I read an article a while back that said the way to get your first book published is to write your second book. So I did. I had learned a lot writing the first one; mostly I learned to listen to my muse and trust my characters to tell me their stories. My second book is called The Incredible Journey of Freddy J. and I’m really proud of it. I’ve had it critiqued, revised it, had many beta readers, and gotten great feedback. One of my beta readers described it as being much like the serial stories that used to be shown at Saturday matinees in the theatres when we were young. I liked that. Since it is really written for young boys, it was good to hear that. That’s the kind of thing kids like. Another beta reader was a thirteen-year-old boy (grandson of a friend) whom I’ve never met. All I know is he read it three times. THREE times. Amazing. I’ve arranged for some sixth-, seventh-, and eighth-grade students to read it and am awaiting their comments. I’m just beginning the agent hunt, so it may be a while before it’s out there, but that’s the nature of the business. Fingers crossed.
So even though I’m not the most organized person in the world, I know I can write and I know how to do it in a way that works for me…and makes real books, books that people like. Now, if I can just get the publishing world to listen…
If you already write, maybe you’ll leave a good tip for the rest of us. If you want to write, I say do it. Sit down with a pen and paper or in front of a blank computer screen or whatever works for you, and just do it. Natalie Goldberg would approve.
7 thoughts on “Thinking about Writing or Writing About What I’m Thinking”
I really relate to this post, Rosi. I always look forward to your blog. Thanks for the two sites you mentioned. I visited them and found them well worth while. Your process sounds much like my process. Fits and starts and percolation; although sometimes I do take time to “sorta” outline, after the books is in progress, and sometimes I do character sketches and timelines for important events in their lies. Goldberg's Writing Down the Bones was one of my mainstays as well. She really gets to the heart of things.
Thanks for stopping by. Glad you found the other blogs. I certainly could have included yours on that list as well, but my post was overly long as is. As Mark Twain would have said, I didn't have time to make it short.
Thanks for the generous comments and posting the link to my blog and to “Enter the Between.” You gave me the subject for my next post, in which I will reveal (gasp!) that I am not nearly as organized as I appear!
Thanks for the huge compliment, Rosi. I'm truly touched. People like you make me feel that all the years of hard work and practice might indeed be paying off. I also love Natalie Goldberg's “Writing Down the Bones.” I discovered it while in college and have used it when teaching creative writing in middle school.
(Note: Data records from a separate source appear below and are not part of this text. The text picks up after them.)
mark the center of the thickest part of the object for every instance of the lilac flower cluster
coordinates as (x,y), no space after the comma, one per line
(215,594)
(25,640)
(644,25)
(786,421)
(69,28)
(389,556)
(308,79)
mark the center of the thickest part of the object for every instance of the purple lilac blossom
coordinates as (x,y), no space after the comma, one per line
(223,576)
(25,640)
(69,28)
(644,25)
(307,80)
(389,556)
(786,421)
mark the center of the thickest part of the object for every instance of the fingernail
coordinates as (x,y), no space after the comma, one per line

I was impressed with your work duing the time you were in our critique group, especially the YA story of Freddy J. You are wise following Natalie's advice: “You can have the confidence that you will gradually acquire the technique and craft you need.” That's what keeps me keeping on, what gives me hope, that I will gradually acquire the technique and craft I need. Thanks again for your kind words.
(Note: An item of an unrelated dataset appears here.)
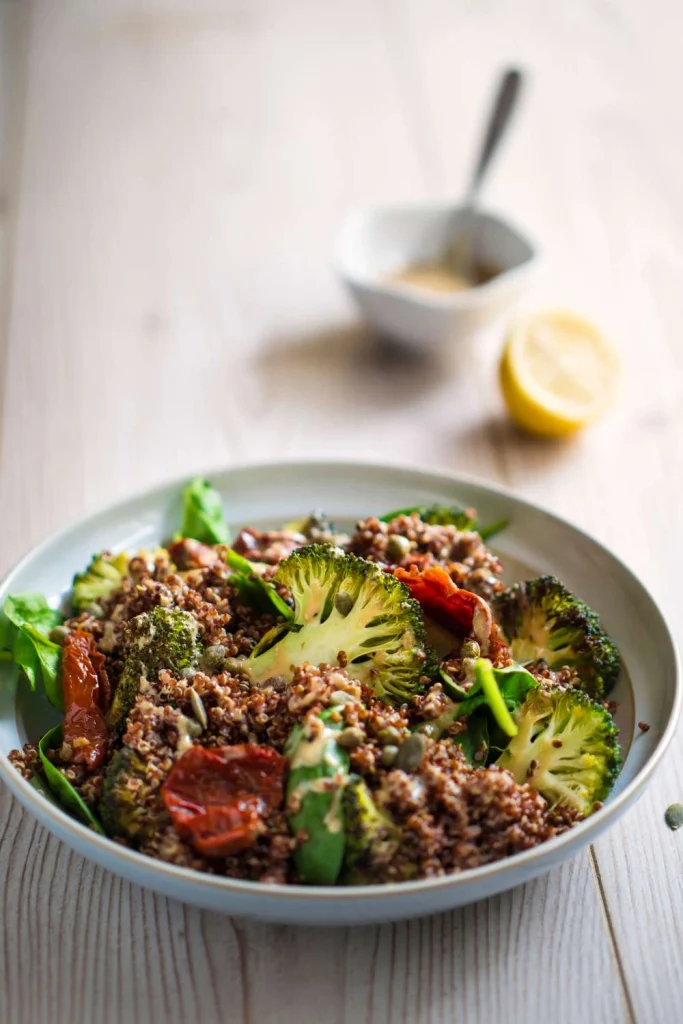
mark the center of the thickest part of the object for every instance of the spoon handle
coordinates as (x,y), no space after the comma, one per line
(506,100)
Morgan, I can hardly wait to read your next post! Margaret, it's always a pleasure to guide people toward your wonderful blog.
Hi Rosi… I start with an outline ( a brief one), then I write the longer and more detailed outline. My writing does not follow a strict time schedule, there are days in which I just write and write, and there are days I just don't write much, but I am constantly thinking of my WIP.
The WIP is always with me as well. I'm not as organized as you, but we each have our own ways that work for us. Thanks for stopping by.